Dalam perkembangannya, kelompok pendukung NII menjadi dua jalur. Jalur pertama memperjuangkan NII secara formal dalam wadah organisasi keagamaan yang dalam keadaan tertentu mengambil jalan kekerasan, sementara jalur kedua mengambil jalan konstitusional dengan melalui jalur yang disediakan negara, yakni partai politik. Terlepas dari itu semua, ideologi NII tetap mengkhawatirkan. Mengapa demikian, karena modus NII adalah suguhan odeologi yang salah kaprah dan identik dengan pengurasan harta benda atas nama jihad. Hal ini jelas melenceng dari NII yang diproklamasikan pertama kali oleh Sekarmadji Maridjan Kartosoewirdjo pada 7 Agustus 1949 di desa Cisampah, Kecamatan Ciawiligar, Kawedanan Cisayong Tasikmalaya, Jawa Barat.

Secara ideologi, NII memahami teks-teks keagamaan secara skriptural dan tekstual untuk menjustifikasi ideologi mereka sendiri. Bagi mereka, negara Islam adalah harga mati. Dengan anggapan, situasi Indonesia selama belum menjadi negara Islam adalah situasi perang,  bukan situasi damai. Ini berarti Islam telah dan sedang dibajak serta diselewengkan oleh gerakan-gerakan ekstremis itu.

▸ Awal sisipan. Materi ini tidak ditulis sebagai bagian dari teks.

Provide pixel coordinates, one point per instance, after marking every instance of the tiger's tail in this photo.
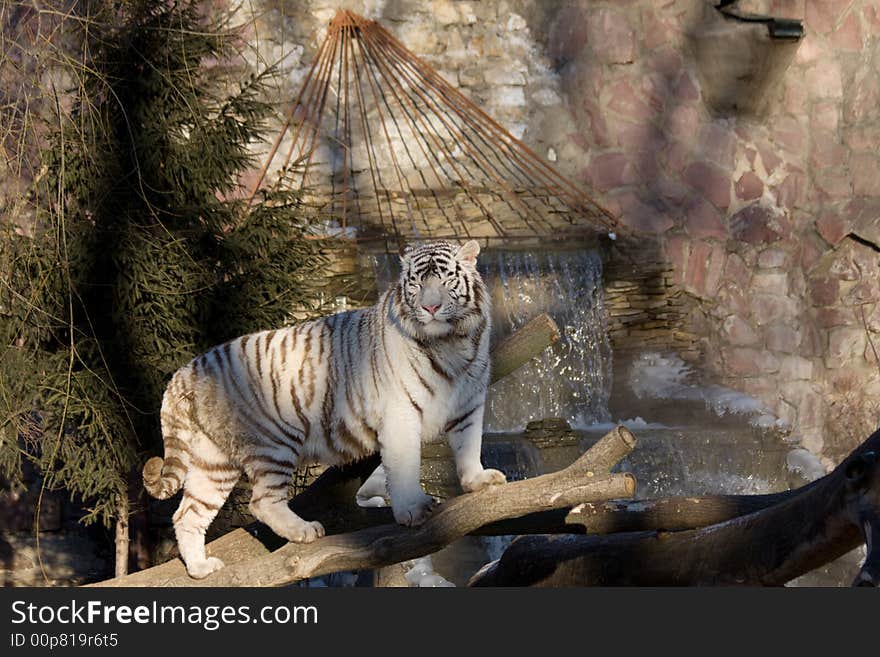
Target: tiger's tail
(164, 477)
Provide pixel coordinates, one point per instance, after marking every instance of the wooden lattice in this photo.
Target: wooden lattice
(401, 154)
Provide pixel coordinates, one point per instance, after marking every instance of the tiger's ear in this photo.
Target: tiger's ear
(468, 253)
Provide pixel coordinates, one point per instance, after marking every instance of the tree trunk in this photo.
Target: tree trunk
(122, 534)
(584, 480)
(775, 543)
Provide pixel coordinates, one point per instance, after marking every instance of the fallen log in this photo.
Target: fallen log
(804, 529)
(586, 479)
(523, 345)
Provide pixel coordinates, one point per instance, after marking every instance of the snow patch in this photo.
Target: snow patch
(420, 573)
(657, 376)
(373, 492)
(805, 463)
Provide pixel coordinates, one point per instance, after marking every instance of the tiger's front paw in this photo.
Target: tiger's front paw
(415, 511)
(483, 479)
(202, 568)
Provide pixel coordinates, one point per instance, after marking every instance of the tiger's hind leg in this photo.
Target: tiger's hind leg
(210, 479)
(270, 476)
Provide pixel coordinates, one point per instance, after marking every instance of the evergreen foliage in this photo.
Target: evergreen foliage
(143, 254)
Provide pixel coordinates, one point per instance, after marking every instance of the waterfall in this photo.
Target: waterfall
(572, 379)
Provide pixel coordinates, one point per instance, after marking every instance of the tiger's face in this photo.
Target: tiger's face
(441, 287)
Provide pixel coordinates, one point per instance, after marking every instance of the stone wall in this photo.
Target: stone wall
(750, 161)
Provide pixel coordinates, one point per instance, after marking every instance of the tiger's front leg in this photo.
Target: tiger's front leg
(401, 449)
(465, 436)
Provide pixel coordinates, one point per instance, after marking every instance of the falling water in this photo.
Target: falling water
(572, 379)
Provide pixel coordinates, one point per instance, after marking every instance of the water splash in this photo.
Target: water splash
(572, 379)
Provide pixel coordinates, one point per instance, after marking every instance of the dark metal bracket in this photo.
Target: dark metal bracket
(789, 29)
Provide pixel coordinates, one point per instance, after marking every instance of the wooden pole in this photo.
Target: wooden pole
(122, 538)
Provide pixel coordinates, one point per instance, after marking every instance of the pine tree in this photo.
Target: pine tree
(143, 253)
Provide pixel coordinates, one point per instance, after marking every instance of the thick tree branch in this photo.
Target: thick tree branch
(803, 530)
(585, 479)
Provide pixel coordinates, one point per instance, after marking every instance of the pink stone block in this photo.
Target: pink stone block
(704, 221)
(711, 181)
(597, 127)
(825, 118)
(698, 264)
(737, 271)
(823, 79)
(822, 15)
(826, 151)
(568, 34)
(772, 258)
(686, 90)
(769, 157)
(677, 250)
(768, 308)
(824, 290)
(666, 61)
(642, 217)
(833, 185)
(739, 332)
(627, 103)
(715, 269)
(682, 123)
(610, 36)
(750, 362)
(788, 134)
(718, 144)
(863, 96)
(782, 338)
(749, 186)
(829, 317)
(791, 192)
(848, 35)
(862, 138)
(832, 227)
(609, 171)
(756, 224)
(866, 174)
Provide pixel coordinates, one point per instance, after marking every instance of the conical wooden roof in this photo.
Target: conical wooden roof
(402, 155)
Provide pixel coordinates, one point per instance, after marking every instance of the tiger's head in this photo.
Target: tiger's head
(440, 291)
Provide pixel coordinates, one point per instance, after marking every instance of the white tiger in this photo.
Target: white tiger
(332, 390)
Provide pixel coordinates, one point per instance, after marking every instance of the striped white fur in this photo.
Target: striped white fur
(333, 390)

NKRI diibaratkan sampah. Karena itu, yang mengaku sebagai orang Islam dan menjalankan kewajiban agama di wilayah NKRI, dianggap tidak sah. Setelah para pengikut NII dinyatakan “aman”, tugas mereka hanya dua: pertama; mencari pengikut sebanyak-banyaknya, dan mencari dana sebanyak-banyaknya. Ini adalah pengakuan dari seorang pengikut NII yaitu penulis buku ini.
 
Menurut Gilang Pratama, ada tiga doktrin paksaan yang dijadikan titik nadir kepada semua pengikut NII. Tiga doktrin langkah strategis itu adalah amanu-hajaru-jahadu, artinya iman-hijrah-dan jihad. Mereka menganggap orang lain yang tidak mengikuti mereka adalah “najis”, termasuk orang tua kandungnya sendiri. Sebagaimana pengakuan Gilang, setelah ditinggal wafat orang tuanya, ia semakin terperosok ke dalam jurang kelompok radikalisme yang dibungkus agama. Perlahan, ia mulai bersikap eksklusif dan cenderung menjauhkan diri dari pergaulan orang. Setelah dibaiat dalam ideologi NII, ia dengan mudah memvonis kafir (takfir) pada orang tak mau mengikuti jalan pikirannya (hal 139).
Perubahan yang terjadi pada sosok Gilang adalah akibat dari metode “cuci otak” yang dirancang oleh gerakan NII dalam menjaring kader-kader militan. Teknik yang digunakan menggunakan metode semacam training dan menggunakan waktu yang cukup panjang untuk menanamkan program atau ide dalam pikiran seseorang. Biasanya, proses perekrutan dilakukan ditempat-tempat santai, misalnya kafe, mall dan tempat angkringan kaum muda.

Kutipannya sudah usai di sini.